After five weeks, Stupak finally opened his eyes, although he still was out of touch. “Bob was slinging and flinging his arms trying to break out of the restraints,” Phyllis told Smith. “I call him the warrior of warriors. I’ve never seen anyone fight so hard to stay alive.”

Stupak, who achieved his dream of opening the Stratosphere Tower, died of leukemia in 2009.

In later years, McGuire’s companion was a petroleum company owner, Edward Mike Davis, known as Tiger Mike. According to the Las Vegas Sun, Davis was a high school dropout regarded in one media account as “pugnacious and profane.” He died in 2016.

Barbara Walters interview

In 1989, ABC News reporter Barbara Walters conducted an interview with McGuire at her Las Vegas home in the exclusive Rancho Circle gated neighborhood on Rancho Drive. While Walters marveled at the 28,000-square-foot mansion, with its 45-foot replica of the Eiffel Tower, lavish furnishings and pricey dress, shoe and jewelry collections, she also asked McGuire about her relationship with Giancana.

McGuire said when she met Giancana in 1959, she was not aware of his prominent role in organized crime. “When I met him, I did not know who he was,” she said. “And he was not married, and I was an unmarried woman. And according to the way I was brought up, there was nothing wrong with that. I didn’t find out until some time later really who he was. And I was already in love.”

Phyllis McGuire lived in a mansion in the exclusive Rancho Circle neighborhood in Las Vegas for more than 50 years. She died at home last week at age 89.

McGuire acknowledged her relationship with Giancana damaged the singing trio’s career, and she considered breaking it off with him as a result. “I tried twice but it didn’t work,” she said, because of her love for the widowed crime boss.

Adding to the difficulties for Phyllis and her sisters, the FBI was keeping its eye on her. She was called before a grand jury to testify in 1965, but she says she didn’t have a lot to say because Giancana didn’t talk with her about his activities. “He was very protective of my not being involved with any of whatever he was doing,” she told Walters.
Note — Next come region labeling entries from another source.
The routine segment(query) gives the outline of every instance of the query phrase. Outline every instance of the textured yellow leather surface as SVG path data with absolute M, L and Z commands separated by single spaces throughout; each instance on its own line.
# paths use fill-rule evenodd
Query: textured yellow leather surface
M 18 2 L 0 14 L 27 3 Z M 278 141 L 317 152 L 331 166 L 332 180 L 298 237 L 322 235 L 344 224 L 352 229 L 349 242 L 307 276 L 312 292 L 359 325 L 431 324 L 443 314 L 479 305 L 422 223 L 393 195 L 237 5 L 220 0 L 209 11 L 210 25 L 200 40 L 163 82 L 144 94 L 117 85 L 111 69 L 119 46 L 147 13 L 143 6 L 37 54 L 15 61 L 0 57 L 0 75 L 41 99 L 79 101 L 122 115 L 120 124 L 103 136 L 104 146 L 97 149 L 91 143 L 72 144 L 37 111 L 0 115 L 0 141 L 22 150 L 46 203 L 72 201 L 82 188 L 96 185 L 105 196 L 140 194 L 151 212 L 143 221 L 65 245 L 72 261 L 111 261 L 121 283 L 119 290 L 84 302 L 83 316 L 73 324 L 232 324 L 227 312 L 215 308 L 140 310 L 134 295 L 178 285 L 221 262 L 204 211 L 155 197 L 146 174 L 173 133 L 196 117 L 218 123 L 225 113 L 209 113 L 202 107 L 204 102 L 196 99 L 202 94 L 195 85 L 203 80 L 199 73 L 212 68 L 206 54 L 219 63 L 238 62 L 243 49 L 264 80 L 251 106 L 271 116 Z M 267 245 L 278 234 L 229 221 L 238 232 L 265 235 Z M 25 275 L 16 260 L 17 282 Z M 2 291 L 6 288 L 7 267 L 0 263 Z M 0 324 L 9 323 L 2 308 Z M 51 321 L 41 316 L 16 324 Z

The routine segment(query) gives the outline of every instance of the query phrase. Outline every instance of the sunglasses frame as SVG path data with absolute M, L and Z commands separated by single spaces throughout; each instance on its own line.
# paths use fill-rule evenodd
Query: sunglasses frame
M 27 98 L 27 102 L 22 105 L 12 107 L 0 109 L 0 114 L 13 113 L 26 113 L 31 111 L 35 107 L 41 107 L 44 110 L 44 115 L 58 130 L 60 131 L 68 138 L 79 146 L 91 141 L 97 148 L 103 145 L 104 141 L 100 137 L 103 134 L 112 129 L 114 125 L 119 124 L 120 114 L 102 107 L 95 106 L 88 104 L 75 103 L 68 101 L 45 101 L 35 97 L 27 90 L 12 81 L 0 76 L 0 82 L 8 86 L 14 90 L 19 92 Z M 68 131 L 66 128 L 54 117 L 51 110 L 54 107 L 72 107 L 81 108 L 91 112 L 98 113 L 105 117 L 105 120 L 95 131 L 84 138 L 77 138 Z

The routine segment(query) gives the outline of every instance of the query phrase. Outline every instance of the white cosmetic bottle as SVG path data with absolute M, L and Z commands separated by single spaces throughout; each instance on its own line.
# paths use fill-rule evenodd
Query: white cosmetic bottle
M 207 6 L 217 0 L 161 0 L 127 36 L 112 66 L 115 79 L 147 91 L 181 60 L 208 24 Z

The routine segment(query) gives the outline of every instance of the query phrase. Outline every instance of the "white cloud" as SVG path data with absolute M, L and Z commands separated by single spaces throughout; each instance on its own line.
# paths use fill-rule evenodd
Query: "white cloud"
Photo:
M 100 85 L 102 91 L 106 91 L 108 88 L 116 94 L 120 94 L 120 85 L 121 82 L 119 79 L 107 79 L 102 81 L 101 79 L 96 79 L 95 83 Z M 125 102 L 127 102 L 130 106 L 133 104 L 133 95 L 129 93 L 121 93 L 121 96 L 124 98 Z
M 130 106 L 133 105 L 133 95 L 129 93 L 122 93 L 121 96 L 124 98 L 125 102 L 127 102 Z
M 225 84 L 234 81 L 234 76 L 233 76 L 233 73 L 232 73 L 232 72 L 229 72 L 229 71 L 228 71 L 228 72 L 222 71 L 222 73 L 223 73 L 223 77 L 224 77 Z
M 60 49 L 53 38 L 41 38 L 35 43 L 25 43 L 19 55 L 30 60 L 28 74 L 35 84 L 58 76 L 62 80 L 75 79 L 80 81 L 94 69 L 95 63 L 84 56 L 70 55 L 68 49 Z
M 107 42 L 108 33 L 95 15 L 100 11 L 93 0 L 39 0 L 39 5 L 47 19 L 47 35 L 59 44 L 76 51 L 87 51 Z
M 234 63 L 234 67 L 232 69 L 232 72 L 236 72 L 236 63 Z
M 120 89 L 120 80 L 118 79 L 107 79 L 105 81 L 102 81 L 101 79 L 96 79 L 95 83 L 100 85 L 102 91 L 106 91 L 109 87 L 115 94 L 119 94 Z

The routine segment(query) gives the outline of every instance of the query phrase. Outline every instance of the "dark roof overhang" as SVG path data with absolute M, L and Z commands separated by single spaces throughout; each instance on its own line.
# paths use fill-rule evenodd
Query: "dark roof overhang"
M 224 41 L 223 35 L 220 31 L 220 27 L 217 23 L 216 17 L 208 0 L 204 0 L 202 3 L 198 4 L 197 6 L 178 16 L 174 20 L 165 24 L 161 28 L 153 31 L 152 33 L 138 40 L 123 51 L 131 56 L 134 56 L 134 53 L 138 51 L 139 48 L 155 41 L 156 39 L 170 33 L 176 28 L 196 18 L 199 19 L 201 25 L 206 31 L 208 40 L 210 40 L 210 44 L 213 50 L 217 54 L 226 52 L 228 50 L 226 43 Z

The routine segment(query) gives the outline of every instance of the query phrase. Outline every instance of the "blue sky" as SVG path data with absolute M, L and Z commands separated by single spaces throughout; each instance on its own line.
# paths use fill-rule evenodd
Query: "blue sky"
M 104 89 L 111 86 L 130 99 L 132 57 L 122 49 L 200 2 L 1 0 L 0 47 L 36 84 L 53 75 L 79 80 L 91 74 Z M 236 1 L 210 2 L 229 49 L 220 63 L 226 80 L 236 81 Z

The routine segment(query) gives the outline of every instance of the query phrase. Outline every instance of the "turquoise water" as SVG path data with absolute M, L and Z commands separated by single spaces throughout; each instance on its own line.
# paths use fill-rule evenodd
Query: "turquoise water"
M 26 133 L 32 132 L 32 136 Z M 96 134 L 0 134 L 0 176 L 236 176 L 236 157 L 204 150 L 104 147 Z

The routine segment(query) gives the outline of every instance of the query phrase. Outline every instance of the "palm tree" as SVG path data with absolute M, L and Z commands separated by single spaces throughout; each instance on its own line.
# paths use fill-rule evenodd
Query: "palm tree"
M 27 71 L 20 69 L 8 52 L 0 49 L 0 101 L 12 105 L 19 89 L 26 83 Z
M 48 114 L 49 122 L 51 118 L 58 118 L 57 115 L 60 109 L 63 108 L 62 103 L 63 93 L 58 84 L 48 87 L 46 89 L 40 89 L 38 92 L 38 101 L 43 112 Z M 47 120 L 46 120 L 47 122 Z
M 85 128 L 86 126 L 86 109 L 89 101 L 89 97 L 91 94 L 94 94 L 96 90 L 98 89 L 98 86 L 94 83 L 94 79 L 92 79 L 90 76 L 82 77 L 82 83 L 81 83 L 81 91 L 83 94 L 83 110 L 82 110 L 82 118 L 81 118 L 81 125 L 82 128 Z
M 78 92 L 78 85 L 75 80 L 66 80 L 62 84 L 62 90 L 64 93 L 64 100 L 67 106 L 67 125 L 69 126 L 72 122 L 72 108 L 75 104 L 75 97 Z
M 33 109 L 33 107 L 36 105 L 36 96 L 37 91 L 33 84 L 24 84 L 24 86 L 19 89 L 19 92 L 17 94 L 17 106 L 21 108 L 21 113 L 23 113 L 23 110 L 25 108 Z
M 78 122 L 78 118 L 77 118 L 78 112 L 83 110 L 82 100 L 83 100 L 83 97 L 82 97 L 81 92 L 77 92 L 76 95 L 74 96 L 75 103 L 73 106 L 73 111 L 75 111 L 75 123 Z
McGuire explained that wise investments in oil and gas, not the proceeds of her singing career, were the reason she owned a mansion and wore rings and earrings worth millions.

In a 1989 Vanity Fair interview with the writer Dominick Dunne, McGuire said Giancana was the “greatest teacher I ever could have had.” 
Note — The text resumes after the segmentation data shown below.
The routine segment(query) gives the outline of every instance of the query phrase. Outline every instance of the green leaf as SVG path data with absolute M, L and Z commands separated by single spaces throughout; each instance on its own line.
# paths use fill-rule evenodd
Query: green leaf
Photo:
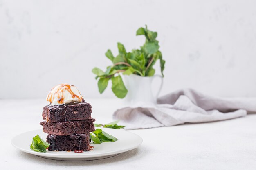
M 155 42 L 146 42 L 143 46 L 143 48 L 145 52 L 149 54 L 153 54 L 156 53 L 159 49 L 159 46 Z
M 108 50 L 108 51 L 107 51 L 106 53 L 105 53 L 105 54 L 107 57 L 111 61 L 113 61 L 115 57 L 113 55 L 112 52 L 111 52 L 111 51 L 110 50 Z
M 141 69 L 142 68 L 141 65 L 137 61 L 131 59 L 128 59 L 131 65 L 135 68 Z
M 150 69 L 148 70 L 148 72 L 147 76 L 149 77 L 150 77 L 151 76 L 153 76 L 154 74 L 155 74 L 155 69 L 153 68 L 151 68 Z
M 112 91 L 117 97 L 123 98 L 127 94 L 127 89 L 124 84 L 124 82 L 120 75 L 116 77 L 112 77 Z
M 102 143 L 102 141 L 101 141 L 99 139 L 91 133 L 90 133 L 90 139 L 95 144 L 101 144 Z
M 122 56 L 120 55 L 118 55 L 117 56 L 116 58 L 114 59 L 114 60 L 113 60 L 113 63 L 114 64 L 116 63 L 119 63 L 120 62 L 125 62 L 125 61 L 124 60 L 124 57 L 122 57 Z
M 33 138 L 30 149 L 36 152 L 46 152 L 46 148 L 49 146 L 49 144 L 41 139 L 37 135 Z
M 97 129 L 95 131 L 93 131 L 93 132 L 92 133 L 94 133 L 97 136 L 97 135 L 98 135 L 99 133 L 101 133 L 102 131 L 102 130 L 101 130 L 101 129 Z
M 118 48 L 118 52 L 120 54 L 126 54 L 126 50 L 124 48 L 124 46 L 121 43 L 117 43 L 117 48 Z
M 101 76 L 104 75 L 104 72 L 101 69 L 94 67 L 92 70 L 92 72 L 94 74 L 96 74 L 98 76 Z
M 106 133 L 100 129 L 97 129 L 92 133 L 93 134 L 90 133 L 90 139 L 96 144 L 100 144 L 103 142 L 115 142 L 118 140 L 116 137 Z
M 136 35 L 145 35 L 145 29 L 141 27 L 136 31 Z
M 128 69 L 123 72 L 123 74 L 130 75 L 134 72 L 134 69 L 132 67 L 129 67 Z
M 105 132 L 103 131 L 102 131 L 102 134 L 104 135 L 104 136 L 105 137 L 108 138 L 108 139 L 110 140 L 111 142 L 115 142 L 118 140 L 117 138 L 109 134 L 108 133 L 107 133 L 106 132 Z
M 101 78 L 98 81 L 98 87 L 99 88 L 99 91 L 101 94 L 108 87 L 108 78 Z
M 140 55 L 136 56 L 136 59 L 138 62 L 140 64 L 141 68 L 144 69 L 145 68 L 146 62 L 144 53 L 142 53 Z
M 112 68 L 112 67 L 111 66 L 108 66 L 107 67 L 107 70 L 105 72 L 105 75 L 109 75 L 110 73 L 110 71 L 111 70 L 111 69 Z

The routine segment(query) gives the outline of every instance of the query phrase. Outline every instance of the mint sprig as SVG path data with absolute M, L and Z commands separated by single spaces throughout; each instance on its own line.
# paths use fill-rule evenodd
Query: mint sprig
M 92 133 L 90 133 L 90 138 L 95 144 L 115 142 L 118 140 L 117 138 L 107 133 L 100 129 L 97 129 Z
M 46 149 L 50 144 L 43 140 L 37 135 L 33 138 L 32 143 L 30 145 L 30 149 L 34 151 L 39 152 L 46 152 Z
M 155 72 L 153 66 L 158 60 L 160 61 L 161 71 L 164 76 L 165 61 L 163 59 L 162 53 L 159 50 L 160 46 L 156 39 L 157 33 L 148 30 L 146 25 L 146 28 L 141 27 L 137 30 L 136 35 L 144 35 L 146 37 L 145 42 L 140 49 L 127 52 L 124 45 L 117 43 L 119 54 L 116 57 L 109 49 L 105 53 L 112 62 L 112 65 L 107 67 L 105 72 L 97 67 L 92 69 L 92 72 L 97 76 L 95 78 L 99 78 L 98 87 L 100 94 L 103 93 L 108 86 L 108 81 L 111 80 L 114 94 L 119 98 L 124 98 L 128 90 L 119 74 L 153 76 Z
M 124 128 L 125 127 L 125 126 L 118 125 L 117 123 L 119 122 L 119 120 L 117 120 L 106 124 L 94 124 L 94 126 L 95 127 L 103 127 L 107 128 L 115 129 L 117 129 Z

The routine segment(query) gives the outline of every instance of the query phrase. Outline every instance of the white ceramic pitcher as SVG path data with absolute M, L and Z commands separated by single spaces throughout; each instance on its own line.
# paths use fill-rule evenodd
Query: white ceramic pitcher
M 155 105 L 163 85 L 163 78 L 158 75 L 143 77 L 136 74 L 123 75 L 124 85 L 128 90 L 126 96 L 126 105 Z M 154 96 L 151 87 L 152 81 L 156 77 L 161 78 L 161 85 L 156 95 Z M 155 93 L 155 92 L 154 93 Z

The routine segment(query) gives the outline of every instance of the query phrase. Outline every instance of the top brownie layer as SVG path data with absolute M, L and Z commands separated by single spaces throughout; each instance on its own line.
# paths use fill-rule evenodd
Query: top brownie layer
M 45 106 L 43 118 L 49 122 L 86 120 L 90 119 L 92 106 L 85 102 L 71 105 Z

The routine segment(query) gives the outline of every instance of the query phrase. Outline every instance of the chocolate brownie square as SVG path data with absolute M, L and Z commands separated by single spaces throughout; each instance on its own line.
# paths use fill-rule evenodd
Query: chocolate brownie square
M 44 132 L 53 135 L 67 136 L 75 134 L 83 134 L 95 130 L 93 122 L 94 119 L 78 121 L 51 122 L 41 122 Z
M 46 139 L 46 142 L 50 145 L 48 148 L 49 151 L 76 150 L 88 151 L 90 150 L 91 141 L 89 133 L 70 136 L 48 135 Z
M 85 120 L 91 118 L 92 106 L 87 102 L 45 106 L 43 118 L 49 122 Z

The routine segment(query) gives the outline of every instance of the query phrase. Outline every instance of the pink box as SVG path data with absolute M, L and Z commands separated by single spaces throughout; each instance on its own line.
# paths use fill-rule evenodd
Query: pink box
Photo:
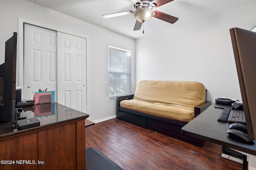
M 35 93 L 34 100 L 35 101 L 35 104 L 51 103 L 52 92 Z

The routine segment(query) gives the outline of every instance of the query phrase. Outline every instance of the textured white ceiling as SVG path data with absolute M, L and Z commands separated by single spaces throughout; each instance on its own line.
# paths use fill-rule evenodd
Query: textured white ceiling
M 256 0 L 175 0 L 157 10 L 179 18 L 172 24 L 154 18 L 133 31 L 136 20 L 132 14 L 110 18 L 102 15 L 133 10 L 130 0 L 27 0 L 56 11 L 121 34 L 137 39 L 171 29 L 175 25 L 206 18 L 256 1 Z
“He was so wise about so many things,” she said.

McGuire’s relationship with Giancana was the subject of the 1995 HBO movie Sugartime. This is also the title of one of the McGuire Sisters’ biggest hits. McGuire panned the biopic as wildly inaccurate.

Christmas parties

Oscar Goodman, former Mob defense attorney and three-term mayor of Las Vegas, has fond memories of the Christmas parties McGuire threw at her palatial home.

“Carolyn and myself were always invited to her beautiful home in Rancho Circle for a Christmas event,” Goodman said. “She always had an eclectic group of friends. Kirk Kerkorian was there. Paul Fisher, who makes the space pens, was there. Robert Goulet and his wife, Vera, were there. Robert Maheu was there. It was a very joyous occasion when we saw her socially.”
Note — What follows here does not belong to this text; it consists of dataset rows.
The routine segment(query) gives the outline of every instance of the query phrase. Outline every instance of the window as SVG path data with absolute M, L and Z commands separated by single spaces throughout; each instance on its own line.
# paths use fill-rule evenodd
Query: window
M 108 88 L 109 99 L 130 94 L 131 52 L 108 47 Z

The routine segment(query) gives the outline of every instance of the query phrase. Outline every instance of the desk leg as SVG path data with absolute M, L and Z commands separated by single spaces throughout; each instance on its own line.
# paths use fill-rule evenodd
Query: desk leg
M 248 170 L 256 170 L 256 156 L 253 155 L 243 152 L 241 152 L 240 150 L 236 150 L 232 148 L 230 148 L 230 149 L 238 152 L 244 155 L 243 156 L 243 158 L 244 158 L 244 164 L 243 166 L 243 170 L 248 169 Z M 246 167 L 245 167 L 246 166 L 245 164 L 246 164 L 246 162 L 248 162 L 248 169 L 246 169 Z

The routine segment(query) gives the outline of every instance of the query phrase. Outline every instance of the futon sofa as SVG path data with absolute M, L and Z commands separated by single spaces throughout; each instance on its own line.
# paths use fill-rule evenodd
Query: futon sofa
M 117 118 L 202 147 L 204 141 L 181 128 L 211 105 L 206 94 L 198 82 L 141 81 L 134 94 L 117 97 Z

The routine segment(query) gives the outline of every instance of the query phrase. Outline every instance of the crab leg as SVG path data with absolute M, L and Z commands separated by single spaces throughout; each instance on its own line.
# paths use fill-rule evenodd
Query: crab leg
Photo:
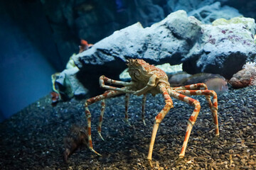
M 210 106 L 210 111 L 213 115 L 213 123 L 215 124 L 215 135 L 218 136 L 219 129 L 218 129 L 218 98 L 217 94 L 214 91 L 211 90 L 179 90 L 176 91 L 178 94 L 185 94 L 185 95 L 204 95 L 206 96 L 209 96 L 210 101 L 210 96 L 213 97 L 213 103 Z
M 161 110 L 161 112 L 156 116 L 155 118 L 155 123 L 153 127 L 152 135 L 151 139 L 149 144 L 149 150 L 147 159 L 149 161 L 150 166 L 152 167 L 152 152 L 153 152 L 153 147 L 154 143 L 156 139 L 156 135 L 157 132 L 158 128 L 159 126 L 160 123 L 164 119 L 164 116 L 167 114 L 169 110 L 174 107 L 172 100 L 168 94 L 166 89 L 165 88 L 164 85 L 159 84 L 160 92 L 162 94 L 163 97 L 164 98 L 164 102 L 166 105 L 164 106 L 164 108 Z
M 175 90 L 176 92 L 179 93 L 180 90 L 200 90 L 201 89 L 203 89 L 203 90 L 208 90 L 206 84 L 204 83 L 198 83 L 198 84 L 193 84 L 191 85 L 186 85 L 183 86 L 178 86 L 178 87 L 173 87 L 172 89 Z M 213 103 L 210 101 L 210 96 L 209 95 L 205 95 L 206 98 L 206 101 L 208 103 L 208 106 L 211 109 Z
M 121 85 L 124 86 L 129 86 L 133 84 L 132 82 L 124 82 L 122 81 L 113 80 L 105 76 L 104 75 L 100 76 L 100 86 L 102 88 L 104 88 L 107 90 L 114 90 L 114 91 L 122 91 L 124 93 L 132 94 L 134 92 L 133 91 L 129 91 L 127 89 L 107 86 L 105 84 L 105 83 L 113 84 L 115 85 Z
M 196 118 L 198 115 L 201 106 L 200 106 L 200 103 L 198 101 L 196 101 L 192 98 L 186 96 L 183 94 L 178 94 L 178 93 L 176 92 L 175 91 L 169 91 L 169 93 L 171 96 L 173 96 L 173 97 L 177 98 L 178 100 L 183 101 L 195 107 L 191 117 L 188 119 L 188 125 L 187 125 L 187 128 L 186 128 L 186 130 L 185 139 L 184 139 L 184 141 L 183 143 L 181 153 L 178 155 L 180 158 L 183 158 L 185 155 L 186 148 L 188 144 L 189 136 L 191 135 L 193 125 L 195 124 Z
M 103 100 L 103 99 L 105 99 L 107 98 L 113 97 L 113 96 L 117 96 L 120 94 L 123 94 L 123 93 L 121 91 L 107 91 L 105 93 L 104 93 L 103 94 L 101 94 L 101 95 L 97 96 L 95 97 L 87 99 L 85 103 L 85 115 L 86 115 L 86 118 L 87 120 L 87 133 L 88 133 L 89 149 L 98 155 L 100 155 L 100 154 L 99 153 L 97 153 L 95 150 L 94 150 L 93 147 L 92 147 L 92 133 L 91 133 L 91 113 L 88 109 L 88 106 L 95 103 L 96 101 L 101 101 L 101 100 Z M 104 102 L 104 107 L 105 107 L 105 102 Z M 102 120 L 103 113 L 104 113 L 104 109 L 103 109 L 103 110 L 102 109 L 100 116 L 100 121 L 101 120 L 101 123 L 102 121 Z M 97 130 L 98 130 L 98 132 L 99 132 L 100 135 L 101 136 L 101 135 L 100 135 L 101 125 L 100 126 L 98 126 Z
M 127 123 L 129 126 L 131 126 L 131 124 L 129 123 L 129 122 L 128 120 L 129 98 L 129 94 L 125 94 L 125 96 L 124 96 L 124 101 L 125 101 L 125 116 L 124 116 L 124 120 Z
M 173 90 L 200 90 L 201 88 L 203 88 L 204 90 L 207 90 L 207 86 L 204 83 L 198 83 L 190 85 L 186 85 L 183 86 L 172 87 Z
M 142 121 L 143 121 L 143 124 L 144 125 L 146 125 L 146 123 L 145 123 L 145 105 L 146 105 L 146 94 L 143 95 L 143 98 L 142 98 Z
M 100 137 L 100 138 L 104 140 L 102 135 L 101 135 L 101 128 L 102 128 L 102 120 L 103 120 L 103 115 L 104 115 L 104 112 L 105 112 L 105 99 L 102 99 L 102 103 L 101 103 L 101 109 L 100 109 L 100 119 L 99 119 L 99 124 L 98 124 L 98 127 L 97 128 L 97 130 L 98 132 L 98 134 Z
Goodman never served as an attorney for McGuire. “I never saw her out of her home, other than when she was performing,” he said. “I think she was very, very private.”

For Goodman, McGuire embodied the golden age of Las Vegas, before megaresorts towered over the Strip and suburbs sprawled into the foothills. 

“It was a different town then than it is today. I loved it back then. You felt very close to these people and were part of the history of the town.”